A linear homogeneous recurrence relation of order ~d~ with constant coefficients has the seed values ~t_0, t_1, \dots, t_{d-1}~ with further terms defined according to ~t_n = c_1 t_{n-1} + c_2 t_{n-2} + \dots + c_d t_{n-d}~. For example, let ~d = 2~. This means that the first two terms ~t_0~ and ~t_1~ have specified values. Let ~c_1 = c_2 = 1~, then all terms ~t_n~ for ~n > 1~ are defined as ~t_n = t_{n-1} + t_{n-2}~. When ~t_0 = 0~ and ~t_1 = 1~, the sequence begins ~0, 1, 1, 2, 3, 5, 8, \dots~ : the Fibonacci sequence.

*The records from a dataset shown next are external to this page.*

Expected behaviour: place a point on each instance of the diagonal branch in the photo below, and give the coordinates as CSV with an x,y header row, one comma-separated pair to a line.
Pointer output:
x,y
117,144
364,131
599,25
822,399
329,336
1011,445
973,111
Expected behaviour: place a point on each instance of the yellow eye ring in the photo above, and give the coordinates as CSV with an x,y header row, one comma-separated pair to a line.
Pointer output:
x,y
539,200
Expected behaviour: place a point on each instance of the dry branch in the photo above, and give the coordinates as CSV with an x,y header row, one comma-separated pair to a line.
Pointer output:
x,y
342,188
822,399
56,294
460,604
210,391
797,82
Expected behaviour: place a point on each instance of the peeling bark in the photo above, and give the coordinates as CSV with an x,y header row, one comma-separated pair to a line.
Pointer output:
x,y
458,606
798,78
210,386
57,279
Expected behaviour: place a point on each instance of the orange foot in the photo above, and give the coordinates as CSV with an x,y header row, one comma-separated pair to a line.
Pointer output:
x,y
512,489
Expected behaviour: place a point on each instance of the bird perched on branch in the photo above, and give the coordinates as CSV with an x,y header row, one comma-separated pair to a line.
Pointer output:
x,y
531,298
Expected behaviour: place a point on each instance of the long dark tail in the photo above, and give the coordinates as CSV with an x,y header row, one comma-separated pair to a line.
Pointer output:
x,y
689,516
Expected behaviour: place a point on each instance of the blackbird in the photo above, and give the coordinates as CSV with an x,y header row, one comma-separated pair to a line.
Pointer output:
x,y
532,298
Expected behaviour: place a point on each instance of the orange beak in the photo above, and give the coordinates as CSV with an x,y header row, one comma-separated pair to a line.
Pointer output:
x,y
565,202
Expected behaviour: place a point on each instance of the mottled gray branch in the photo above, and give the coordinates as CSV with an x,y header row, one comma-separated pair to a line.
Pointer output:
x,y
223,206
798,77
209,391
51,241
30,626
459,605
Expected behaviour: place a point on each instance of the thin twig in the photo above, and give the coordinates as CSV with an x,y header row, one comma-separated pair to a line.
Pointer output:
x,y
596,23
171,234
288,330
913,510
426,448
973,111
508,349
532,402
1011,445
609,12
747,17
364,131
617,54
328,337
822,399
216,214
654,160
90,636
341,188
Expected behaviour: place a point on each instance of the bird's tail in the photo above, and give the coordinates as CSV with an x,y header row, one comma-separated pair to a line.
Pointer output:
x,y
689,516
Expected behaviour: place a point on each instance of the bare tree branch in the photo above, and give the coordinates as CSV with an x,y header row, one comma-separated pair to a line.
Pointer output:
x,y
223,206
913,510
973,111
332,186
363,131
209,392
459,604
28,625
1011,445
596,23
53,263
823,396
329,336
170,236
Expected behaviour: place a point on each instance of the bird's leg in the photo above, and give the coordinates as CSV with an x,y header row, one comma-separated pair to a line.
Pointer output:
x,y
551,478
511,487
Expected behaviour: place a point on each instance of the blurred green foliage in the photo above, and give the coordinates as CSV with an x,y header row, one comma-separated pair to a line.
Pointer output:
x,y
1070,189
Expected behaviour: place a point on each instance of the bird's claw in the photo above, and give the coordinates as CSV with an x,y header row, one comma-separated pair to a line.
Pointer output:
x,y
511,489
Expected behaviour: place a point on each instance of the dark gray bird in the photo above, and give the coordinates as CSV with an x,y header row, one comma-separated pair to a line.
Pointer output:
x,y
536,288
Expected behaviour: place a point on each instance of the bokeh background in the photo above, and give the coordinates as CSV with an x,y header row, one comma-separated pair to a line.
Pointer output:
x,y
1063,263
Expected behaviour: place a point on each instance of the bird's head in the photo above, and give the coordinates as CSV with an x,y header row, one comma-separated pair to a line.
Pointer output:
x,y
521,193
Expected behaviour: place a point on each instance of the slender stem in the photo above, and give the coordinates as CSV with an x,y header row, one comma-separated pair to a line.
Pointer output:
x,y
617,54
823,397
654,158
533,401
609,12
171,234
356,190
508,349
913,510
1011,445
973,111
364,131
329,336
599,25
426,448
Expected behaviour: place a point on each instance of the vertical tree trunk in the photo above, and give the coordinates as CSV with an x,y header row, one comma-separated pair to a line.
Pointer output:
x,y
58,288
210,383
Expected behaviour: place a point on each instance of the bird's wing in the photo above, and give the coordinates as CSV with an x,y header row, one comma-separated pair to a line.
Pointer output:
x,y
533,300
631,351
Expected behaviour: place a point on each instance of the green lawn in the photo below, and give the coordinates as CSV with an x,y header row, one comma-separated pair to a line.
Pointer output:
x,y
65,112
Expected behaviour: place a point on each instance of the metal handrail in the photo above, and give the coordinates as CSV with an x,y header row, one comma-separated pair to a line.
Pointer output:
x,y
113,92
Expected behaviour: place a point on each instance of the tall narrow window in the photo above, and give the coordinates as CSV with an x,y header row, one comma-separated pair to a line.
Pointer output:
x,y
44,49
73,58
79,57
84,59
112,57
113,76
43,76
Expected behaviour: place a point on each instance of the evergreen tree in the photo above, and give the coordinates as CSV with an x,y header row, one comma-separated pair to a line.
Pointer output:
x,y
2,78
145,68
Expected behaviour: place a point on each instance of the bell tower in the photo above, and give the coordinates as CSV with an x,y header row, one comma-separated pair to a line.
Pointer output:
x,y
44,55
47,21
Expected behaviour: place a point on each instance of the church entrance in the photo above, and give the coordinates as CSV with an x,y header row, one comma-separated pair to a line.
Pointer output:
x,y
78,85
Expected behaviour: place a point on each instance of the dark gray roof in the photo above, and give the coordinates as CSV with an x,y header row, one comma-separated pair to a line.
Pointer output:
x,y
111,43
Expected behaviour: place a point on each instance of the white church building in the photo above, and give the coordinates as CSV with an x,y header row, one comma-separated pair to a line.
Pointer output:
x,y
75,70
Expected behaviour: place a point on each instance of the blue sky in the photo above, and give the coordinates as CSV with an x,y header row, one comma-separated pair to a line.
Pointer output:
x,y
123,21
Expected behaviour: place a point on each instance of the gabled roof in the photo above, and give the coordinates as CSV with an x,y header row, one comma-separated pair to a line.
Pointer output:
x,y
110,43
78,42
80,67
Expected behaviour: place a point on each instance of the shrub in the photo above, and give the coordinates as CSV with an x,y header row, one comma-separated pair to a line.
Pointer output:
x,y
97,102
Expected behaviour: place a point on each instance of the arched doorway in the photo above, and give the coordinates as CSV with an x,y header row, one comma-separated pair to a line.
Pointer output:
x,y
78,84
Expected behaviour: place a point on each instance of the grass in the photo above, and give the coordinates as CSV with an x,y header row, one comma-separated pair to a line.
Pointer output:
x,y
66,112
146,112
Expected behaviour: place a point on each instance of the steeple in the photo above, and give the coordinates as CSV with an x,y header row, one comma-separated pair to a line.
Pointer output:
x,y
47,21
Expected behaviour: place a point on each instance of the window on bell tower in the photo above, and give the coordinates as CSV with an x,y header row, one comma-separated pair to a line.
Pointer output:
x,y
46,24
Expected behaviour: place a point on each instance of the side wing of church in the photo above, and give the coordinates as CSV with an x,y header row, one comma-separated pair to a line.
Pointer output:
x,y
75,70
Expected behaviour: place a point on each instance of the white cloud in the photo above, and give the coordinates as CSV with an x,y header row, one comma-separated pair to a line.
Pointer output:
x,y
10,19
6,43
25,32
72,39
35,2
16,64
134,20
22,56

Given the values of ~d, t_0, \dots, t_{d-1}~, and ~c_1, \dots, c_d~ and a non-negative integer ~n~, can you determine the term ~t_n~ in this sequence, modulo ~10\,007~?

Input Specification

The first line of input contains two integers separated by a space, ~d~ ~(0 < d \le 50)~ and ~n~ ~(0 \le n < 10^9)~.
Each of the following ~d~ lines contains one integer ~t_i~ ~(-10\,000 < t_i < 10\,000)~. They are given in the order ~t_0, t_1, \dots, t_{d-1}~.
Each of the following ~d~ lines contains one integer ~c_i~ ~(-10\,000 < c_i < 10\,000)~. They are given in the order ~c_1, c_2, \dots, c_d~.

Output Specification

Output a single line containing ~t_n \bmod 10\,007~.
Note that although the mod operator in your language may give negative results, the answer should be a non-negative integer.

Sample Input

2 10
2 1
1 1

Sample Output

123

Explanation

This sequence is defined according to ~t_0 = 2, t_1 = 1~, and ~t_n = t_{n-1} + t_{n-2}~ where ~n > 1~. This is the sequence of so-called Lucas numbers, beginning ~2, 1, 3, 4, 7, 11, 18, 29, 47, 76, 123~. (This question was also used in the PEG short questions homework packages.)